Santo Domingo. Los mercados internacionales reaccionaron con fuerza a los ataques ordenados por Estados Unidos contra tres centrales nucleares iraníes, con una subida inmediata en los precios del petróleo y una caída en los principales índices bursátiles estadounidenses, reflejando el temor a una escalada del conflicto entre Irán e Israel.
Los futuros del crudo estadounidense subieron un 3,6 %, cotizándose alrededor de US$ 76,47 por barril, mientras que el Brent, referencia global, aumentó un 3,2 %, hasta los US$ 74,59. La posibilidad de represalias iraníes y de un eventual cierre del Estrecho de Ormuz, por donde transita más del 25 % del comercio marítimo de petróleo, ha generado preocupación entre economistas y analistas energéticos.
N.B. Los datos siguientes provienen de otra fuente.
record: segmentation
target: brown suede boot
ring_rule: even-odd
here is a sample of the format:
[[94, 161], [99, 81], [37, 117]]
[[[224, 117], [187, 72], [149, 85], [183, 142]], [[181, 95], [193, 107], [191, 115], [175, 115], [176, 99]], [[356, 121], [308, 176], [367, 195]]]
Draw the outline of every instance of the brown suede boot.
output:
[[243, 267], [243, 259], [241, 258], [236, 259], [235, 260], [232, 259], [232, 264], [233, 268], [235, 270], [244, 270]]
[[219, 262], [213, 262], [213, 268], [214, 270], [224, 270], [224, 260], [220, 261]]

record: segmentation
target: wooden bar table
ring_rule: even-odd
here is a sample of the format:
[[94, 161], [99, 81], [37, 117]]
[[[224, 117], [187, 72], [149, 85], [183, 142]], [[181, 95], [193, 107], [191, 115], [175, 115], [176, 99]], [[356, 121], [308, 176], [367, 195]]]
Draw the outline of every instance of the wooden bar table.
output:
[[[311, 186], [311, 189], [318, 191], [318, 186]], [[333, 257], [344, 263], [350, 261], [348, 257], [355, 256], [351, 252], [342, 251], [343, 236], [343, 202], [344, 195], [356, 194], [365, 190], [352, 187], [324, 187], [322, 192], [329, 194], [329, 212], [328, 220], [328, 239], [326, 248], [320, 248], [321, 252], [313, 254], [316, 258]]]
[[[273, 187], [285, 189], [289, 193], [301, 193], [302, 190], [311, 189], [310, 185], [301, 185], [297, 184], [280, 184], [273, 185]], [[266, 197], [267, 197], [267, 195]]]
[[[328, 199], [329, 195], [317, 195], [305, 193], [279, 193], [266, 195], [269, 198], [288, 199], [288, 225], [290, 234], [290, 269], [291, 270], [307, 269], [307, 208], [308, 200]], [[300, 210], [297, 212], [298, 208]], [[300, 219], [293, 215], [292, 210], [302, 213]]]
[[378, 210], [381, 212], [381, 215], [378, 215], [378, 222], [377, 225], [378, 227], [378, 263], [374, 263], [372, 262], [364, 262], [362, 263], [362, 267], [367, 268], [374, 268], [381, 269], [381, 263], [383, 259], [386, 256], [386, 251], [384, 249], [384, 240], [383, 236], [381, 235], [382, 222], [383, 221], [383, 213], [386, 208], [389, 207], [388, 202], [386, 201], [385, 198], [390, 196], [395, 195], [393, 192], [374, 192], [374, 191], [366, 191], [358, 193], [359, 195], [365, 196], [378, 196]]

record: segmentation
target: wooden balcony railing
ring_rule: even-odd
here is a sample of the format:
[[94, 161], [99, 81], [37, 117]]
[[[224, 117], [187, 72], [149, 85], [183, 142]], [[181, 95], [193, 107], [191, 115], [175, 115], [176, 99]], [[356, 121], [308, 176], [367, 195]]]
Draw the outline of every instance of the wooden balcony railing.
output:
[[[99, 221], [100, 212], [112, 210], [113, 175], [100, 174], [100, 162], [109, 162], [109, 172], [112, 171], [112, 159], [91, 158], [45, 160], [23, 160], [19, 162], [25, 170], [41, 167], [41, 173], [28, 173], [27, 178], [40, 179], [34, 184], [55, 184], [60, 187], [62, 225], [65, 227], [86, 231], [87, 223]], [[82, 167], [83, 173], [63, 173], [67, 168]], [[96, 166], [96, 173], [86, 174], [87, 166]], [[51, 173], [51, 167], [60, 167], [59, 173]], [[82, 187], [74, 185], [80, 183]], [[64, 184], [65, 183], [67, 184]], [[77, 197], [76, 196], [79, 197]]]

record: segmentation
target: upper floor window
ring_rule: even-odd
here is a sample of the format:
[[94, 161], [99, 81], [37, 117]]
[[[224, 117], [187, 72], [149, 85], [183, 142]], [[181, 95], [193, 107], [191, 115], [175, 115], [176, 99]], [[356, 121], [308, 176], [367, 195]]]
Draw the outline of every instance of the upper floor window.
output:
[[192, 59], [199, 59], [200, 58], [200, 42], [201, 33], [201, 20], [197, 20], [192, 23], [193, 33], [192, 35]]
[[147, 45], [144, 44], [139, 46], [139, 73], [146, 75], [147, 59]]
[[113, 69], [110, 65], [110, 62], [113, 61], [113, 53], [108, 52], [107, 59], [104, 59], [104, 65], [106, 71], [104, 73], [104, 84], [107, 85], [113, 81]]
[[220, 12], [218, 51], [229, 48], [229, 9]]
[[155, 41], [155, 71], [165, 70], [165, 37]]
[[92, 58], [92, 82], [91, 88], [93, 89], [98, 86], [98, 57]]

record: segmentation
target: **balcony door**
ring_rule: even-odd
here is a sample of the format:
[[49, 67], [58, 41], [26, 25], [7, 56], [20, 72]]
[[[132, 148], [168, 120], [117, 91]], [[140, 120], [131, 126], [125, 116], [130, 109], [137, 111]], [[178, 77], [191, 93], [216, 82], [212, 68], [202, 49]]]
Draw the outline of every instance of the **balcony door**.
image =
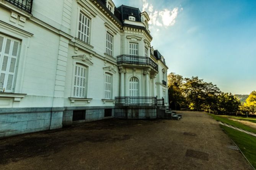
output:
[[132, 77], [129, 82], [130, 96], [137, 97], [139, 96], [139, 80], [136, 77]]

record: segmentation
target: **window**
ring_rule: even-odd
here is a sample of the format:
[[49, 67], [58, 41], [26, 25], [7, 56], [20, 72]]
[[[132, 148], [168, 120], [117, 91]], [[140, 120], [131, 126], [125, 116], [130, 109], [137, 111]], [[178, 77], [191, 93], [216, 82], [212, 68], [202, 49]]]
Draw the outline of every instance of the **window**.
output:
[[139, 45], [136, 43], [130, 43], [130, 55], [137, 56], [139, 54], [138, 50]]
[[145, 57], [148, 56], [148, 49], [145, 47]]
[[108, 5], [108, 8], [109, 10], [109, 11], [112, 11], [112, 7], [109, 4]]
[[85, 120], [86, 110], [73, 111], [72, 121]]
[[130, 21], [135, 21], [135, 17], [134, 16], [129, 16], [129, 20]]
[[139, 80], [136, 77], [132, 77], [129, 82], [129, 87], [130, 96], [138, 96]]
[[0, 91], [12, 92], [20, 42], [0, 34]]
[[79, 15], [79, 25], [78, 28], [78, 38], [89, 43], [89, 31], [90, 20], [82, 13]]
[[109, 117], [112, 116], [112, 109], [105, 109], [104, 110], [104, 117]]
[[107, 32], [106, 53], [112, 56], [113, 55], [113, 36]]
[[111, 75], [106, 73], [104, 80], [104, 99], [111, 99], [112, 79]]
[[85, 97], [86, 85], [86, 67], [83, 65], [77, 64], [75, 66], [74, 80], [74, 97]]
En Wall Street, los futuros del Dow Jones cayeron 250 puntos (0,6 %), al igual que los del S&P 500 y el Nasdaq, con bajas de 0,6 % y 0,7 %, respectivamente. En contraste, el dólar estadounidense subió 0,3 %, comportamiento típico en escenarios de inestabilidad global, aunque algunos analistas cuestionan si seguirá actuando como refugio bajo las políticas de “Estados Unidos Primero”.
Las acciones israelíes se beneficiaron tras los ataques, alcanzando máximos históricos, con el Tel Aviv 125 subiendo 1,8 % y el TA-35 un 1,5 %. La percepción en los mercados es que la ofensiva podría reducir la amenaza nuclear iraní. Sin embargo, cualquier interrupción prolongada en el flujo de petróleo podría tener efectos inflacionarios significativos para la economía estadounidense.